アマゾン・ドット・コムは12日、米国で向こう1年半に10万人強を採用する計画を発表した。トランプ次期米大統領が企業に米国内での雇用拡大を求める中、同社は注目を集めた。

  食料品からハードウエア、ビデオ、ファッション、クラウドサービスと多角的な事業を展開する同社にとって、人員増強はさほど意外なことではないが、アマゾンのジェフ・ベゾス最高経営責任者(CEO)は大統領選挙期間中にトランプ氏と衝突しており、今回の動きは同氏の態度を軟化させる可能性がある。

アマゾンの配送施設で働く従業員
アマゾンの配送施設で働く従業員
Photographer: Martin Leissl/Bloomberg

  ティグレス・ファイナンシャル・パートナーズのアナリスト、アイバン・ファインセス氏は「極めて強力なニュースだ。

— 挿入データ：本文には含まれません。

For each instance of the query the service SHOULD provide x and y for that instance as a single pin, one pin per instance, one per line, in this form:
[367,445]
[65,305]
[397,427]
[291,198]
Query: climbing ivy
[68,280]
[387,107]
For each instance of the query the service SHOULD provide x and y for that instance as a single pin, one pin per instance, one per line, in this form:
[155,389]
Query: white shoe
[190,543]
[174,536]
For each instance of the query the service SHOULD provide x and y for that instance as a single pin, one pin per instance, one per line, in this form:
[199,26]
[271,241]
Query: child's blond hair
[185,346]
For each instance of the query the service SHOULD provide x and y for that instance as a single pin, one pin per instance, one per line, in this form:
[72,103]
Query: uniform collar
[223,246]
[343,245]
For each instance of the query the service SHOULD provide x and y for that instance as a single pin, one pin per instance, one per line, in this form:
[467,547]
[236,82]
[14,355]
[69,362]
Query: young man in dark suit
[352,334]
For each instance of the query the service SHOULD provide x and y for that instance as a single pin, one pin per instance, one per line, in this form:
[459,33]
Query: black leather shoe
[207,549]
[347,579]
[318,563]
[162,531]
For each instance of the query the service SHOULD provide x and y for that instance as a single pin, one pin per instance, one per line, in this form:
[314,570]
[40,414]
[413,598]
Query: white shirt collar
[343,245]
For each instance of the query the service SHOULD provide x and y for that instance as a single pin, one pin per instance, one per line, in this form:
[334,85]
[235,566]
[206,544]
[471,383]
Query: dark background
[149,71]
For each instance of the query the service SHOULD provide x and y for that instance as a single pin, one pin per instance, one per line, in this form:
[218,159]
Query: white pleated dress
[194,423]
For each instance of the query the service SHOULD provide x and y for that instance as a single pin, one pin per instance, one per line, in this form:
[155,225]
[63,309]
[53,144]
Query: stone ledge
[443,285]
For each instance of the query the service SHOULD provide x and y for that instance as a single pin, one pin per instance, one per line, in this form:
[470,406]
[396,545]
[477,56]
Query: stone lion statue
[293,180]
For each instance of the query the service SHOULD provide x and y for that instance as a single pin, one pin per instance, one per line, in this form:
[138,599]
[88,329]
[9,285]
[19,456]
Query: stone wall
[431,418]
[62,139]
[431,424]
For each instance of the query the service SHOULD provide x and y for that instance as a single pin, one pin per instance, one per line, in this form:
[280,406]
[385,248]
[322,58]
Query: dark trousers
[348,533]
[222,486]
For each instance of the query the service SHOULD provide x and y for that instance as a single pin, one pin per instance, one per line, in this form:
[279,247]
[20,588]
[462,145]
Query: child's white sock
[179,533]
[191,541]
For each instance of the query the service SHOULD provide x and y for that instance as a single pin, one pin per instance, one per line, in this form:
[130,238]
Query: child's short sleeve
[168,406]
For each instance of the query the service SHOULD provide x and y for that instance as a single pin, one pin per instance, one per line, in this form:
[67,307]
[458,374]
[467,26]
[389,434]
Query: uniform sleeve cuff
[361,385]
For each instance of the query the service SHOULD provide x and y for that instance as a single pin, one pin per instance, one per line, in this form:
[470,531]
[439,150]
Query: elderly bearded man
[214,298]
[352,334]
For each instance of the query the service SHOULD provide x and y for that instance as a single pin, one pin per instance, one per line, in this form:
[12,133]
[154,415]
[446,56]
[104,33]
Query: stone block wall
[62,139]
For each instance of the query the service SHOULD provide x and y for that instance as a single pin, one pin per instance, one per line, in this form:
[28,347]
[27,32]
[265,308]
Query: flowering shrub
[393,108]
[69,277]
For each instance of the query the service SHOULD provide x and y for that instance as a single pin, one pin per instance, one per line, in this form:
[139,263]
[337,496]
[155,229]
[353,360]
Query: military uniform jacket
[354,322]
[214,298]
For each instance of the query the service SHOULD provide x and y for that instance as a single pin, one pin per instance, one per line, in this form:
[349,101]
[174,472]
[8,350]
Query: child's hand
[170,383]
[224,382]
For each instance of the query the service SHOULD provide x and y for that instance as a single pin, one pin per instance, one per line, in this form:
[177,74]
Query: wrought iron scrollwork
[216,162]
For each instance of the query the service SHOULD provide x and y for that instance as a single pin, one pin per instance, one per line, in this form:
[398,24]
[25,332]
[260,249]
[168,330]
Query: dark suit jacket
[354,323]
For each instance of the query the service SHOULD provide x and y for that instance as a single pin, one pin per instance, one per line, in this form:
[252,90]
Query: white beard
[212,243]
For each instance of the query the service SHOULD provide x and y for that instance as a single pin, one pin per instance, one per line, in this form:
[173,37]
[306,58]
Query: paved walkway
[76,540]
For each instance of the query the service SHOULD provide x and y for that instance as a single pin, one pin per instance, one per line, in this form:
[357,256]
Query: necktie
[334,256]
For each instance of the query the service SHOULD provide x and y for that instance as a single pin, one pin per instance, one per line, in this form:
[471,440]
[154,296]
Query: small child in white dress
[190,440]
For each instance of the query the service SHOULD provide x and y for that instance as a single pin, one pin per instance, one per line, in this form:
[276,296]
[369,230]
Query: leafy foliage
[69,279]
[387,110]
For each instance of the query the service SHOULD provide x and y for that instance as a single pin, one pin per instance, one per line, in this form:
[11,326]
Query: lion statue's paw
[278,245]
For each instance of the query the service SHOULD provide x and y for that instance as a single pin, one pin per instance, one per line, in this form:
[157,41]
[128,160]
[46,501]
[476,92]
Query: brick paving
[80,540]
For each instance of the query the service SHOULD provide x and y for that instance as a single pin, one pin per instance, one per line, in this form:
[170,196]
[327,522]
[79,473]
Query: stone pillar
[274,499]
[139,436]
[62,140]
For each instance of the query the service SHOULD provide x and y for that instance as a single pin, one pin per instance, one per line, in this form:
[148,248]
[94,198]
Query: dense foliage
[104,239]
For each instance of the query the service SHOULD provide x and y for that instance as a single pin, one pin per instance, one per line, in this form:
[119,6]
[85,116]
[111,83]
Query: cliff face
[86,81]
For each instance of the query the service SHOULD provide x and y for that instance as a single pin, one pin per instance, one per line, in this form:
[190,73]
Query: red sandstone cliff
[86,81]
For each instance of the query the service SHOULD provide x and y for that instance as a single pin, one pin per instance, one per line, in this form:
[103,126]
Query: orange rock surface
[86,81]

このタイミングでの発表は間違いなくトランプ氏に花を持たせる」と指摘。「新規雇用はトランプ政権発足後最初の1年半で行われる。タイミングが全てだ」と付け加えた。

  ベゾス氏とトランプ氏は大統領選挙期間中、お互いに敵意をむき出しにしていた。ベゾス氏が自身のロケットを使いトランプ氏を宇宙に送ろうと冗談を飛ばしたのに対し、トランプ氏はアマゾンが「極めて重大な」反トラスト法(独占禁止法)上の問題を抱えていると述べ、ベゾス氏がワシントン・ポスト紙を使い、課税問題でアマゾンに力添えするよう政治家に影響力を及ぼそうとしていると批判していた。
 
  アマゾンによると、新規雇用は「全米のあらゆる種類の経験、教育、技能の水準を持つ人々を対象にエンジニアやソフトウエア開発者から新卒レベルや実習生などのポジションに及ぶ」という。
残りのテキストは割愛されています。